America's community colleges have "seriously diluted" their academic programs to keep enrollments and budgets growing, and now find it harder to get government support because of widespread uncertainty over what they accomplish, according to a recent Brookings Institution study.

Only 10 percent of the colleges' 4.3 million students graduate from two-year programs, the study reports, and far fewer transfer successfully to universities.

"The two-year colleges really don't have a soul of their own," said David W. Breneman, a senior fellow at Brookings, who headed the three-year study financed by the Ford and Carnegie foundations.

"In their haste and fervor for putting courses into prisons and storefronts, for adult education and remedial education . . . they have lost sight of the academic focus. With some exceptions they're trying to do everything for everybody, and there's a growing concern at the state level that they've created a kind of monster that just keeps growing."

"I'm afraid the community colleges have more and more come down to the people rather than bring the people up to college level," said Susan C. Nelson, a senior economist for the President's Council of Economic Advisers, co-author of the study.
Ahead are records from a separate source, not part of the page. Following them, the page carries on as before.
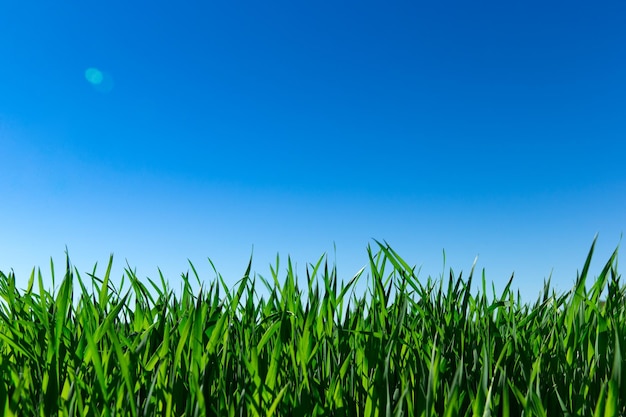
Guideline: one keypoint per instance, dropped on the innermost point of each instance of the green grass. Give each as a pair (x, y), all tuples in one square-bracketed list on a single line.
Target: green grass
[(403, 348)]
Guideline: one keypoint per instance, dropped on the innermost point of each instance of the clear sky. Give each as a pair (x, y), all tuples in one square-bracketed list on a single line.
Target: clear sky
[(163, 131)]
Roger Yarrington, vice president for research of the American Association of Community and Junior Colleges, disputed this evaluation. "A lot of these generalizations are pretty hard to talk about when you're dealing with millions of students at about 1,000 institutions," Yarrington said.
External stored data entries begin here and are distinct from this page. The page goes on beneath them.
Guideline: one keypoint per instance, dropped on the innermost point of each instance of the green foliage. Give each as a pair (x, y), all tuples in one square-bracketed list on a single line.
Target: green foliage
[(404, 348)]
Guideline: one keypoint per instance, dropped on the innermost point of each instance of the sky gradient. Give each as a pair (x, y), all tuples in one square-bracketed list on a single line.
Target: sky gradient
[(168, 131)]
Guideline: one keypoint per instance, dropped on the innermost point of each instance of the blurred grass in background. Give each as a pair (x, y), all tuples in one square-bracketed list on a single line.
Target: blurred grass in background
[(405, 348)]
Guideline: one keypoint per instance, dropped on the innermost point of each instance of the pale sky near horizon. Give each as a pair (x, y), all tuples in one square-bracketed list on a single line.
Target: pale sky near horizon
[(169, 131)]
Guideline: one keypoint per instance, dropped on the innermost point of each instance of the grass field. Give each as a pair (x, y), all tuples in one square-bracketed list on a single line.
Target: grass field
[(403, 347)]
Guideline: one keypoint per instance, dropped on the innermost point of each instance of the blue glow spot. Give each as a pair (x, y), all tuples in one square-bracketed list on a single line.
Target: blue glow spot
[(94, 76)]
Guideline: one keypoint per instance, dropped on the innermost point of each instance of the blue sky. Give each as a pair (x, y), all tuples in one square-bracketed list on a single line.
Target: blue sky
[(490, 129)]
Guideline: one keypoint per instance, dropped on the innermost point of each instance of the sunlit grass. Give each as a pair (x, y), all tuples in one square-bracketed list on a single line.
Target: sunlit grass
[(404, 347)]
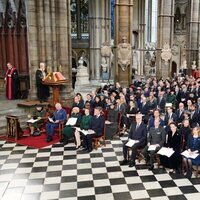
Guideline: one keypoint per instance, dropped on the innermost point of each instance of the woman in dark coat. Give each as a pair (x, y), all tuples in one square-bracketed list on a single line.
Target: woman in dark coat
[(111, 122), (193, 146), (185, 131), (68, 131), (84, 125), (173, 141)]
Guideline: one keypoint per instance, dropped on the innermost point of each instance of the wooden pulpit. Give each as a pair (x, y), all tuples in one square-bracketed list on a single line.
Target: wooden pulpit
[(55, 80)]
"The major mission of community colleges now is continuing adult education. More than half of the students are part-time. More than half are employed. . . . To judge them on the basis of degrees completed and transfers to four-year colleges has become an irrelevancy."

In their 222-page report, the largest independent study ever made of community colleges, Breneman and Nelson conclude that:

The average cost to taxpayers of educating a student at two-year colleges is no lower than the cost for freshman and sophomores at four-year schools. The small classes and technical courses taught by professors at community colleges, they said, balance out the large lectures and sections taught by graduate students at many universities.
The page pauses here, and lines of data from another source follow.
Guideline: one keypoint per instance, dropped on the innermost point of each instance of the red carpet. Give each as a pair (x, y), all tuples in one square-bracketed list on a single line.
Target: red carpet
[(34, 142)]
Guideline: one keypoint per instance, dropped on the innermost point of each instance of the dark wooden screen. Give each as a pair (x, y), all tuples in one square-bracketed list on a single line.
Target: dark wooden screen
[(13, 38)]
As expected, the two-year colleges enroll a much larger proportion of low-income students than do four-year colleges. But, according to Census Bureau data for 1978, 43 percent of the students at community colleges who get support from their parents come from families earning over $20,000. This undercuts the rationale for low tuition, Breneman and Nelson say. Instead, they recommend that tuition in most courses be raised to about one-third of teaching costs with financial aid for students who can't afford it.

State aid to community colleges should be tied to the cost of particular programs, with more going to health than general studies, for example, rather than being set at a flat amount per head.

Non-credit courses, such as belly dancing, poodle grooming and Christmas caroling, as well as more intellectual subjects, have proliferated. In general, these do not merit state support, they say, and should be financed by tuition or local government funds in the same way as recreation programs.

Remedial programs, set at high school or even junior high level, have greatly expanded as more poorly prepared students enroll. These ought to be free because of their social and economic value, they said, as long as many students do not acquire basic skills in high school.

In 1960, there were 315 public two-year colleges enrolling 392,000 students or 11 percent of those in higher education. By 1979, the report said, the number had grown to 926 schools with more than 4 million students, making up 35 percent of college enrollment. The community colleges spent $6.3 billion in 1979, most of it from state, local and federal sources, according to the report.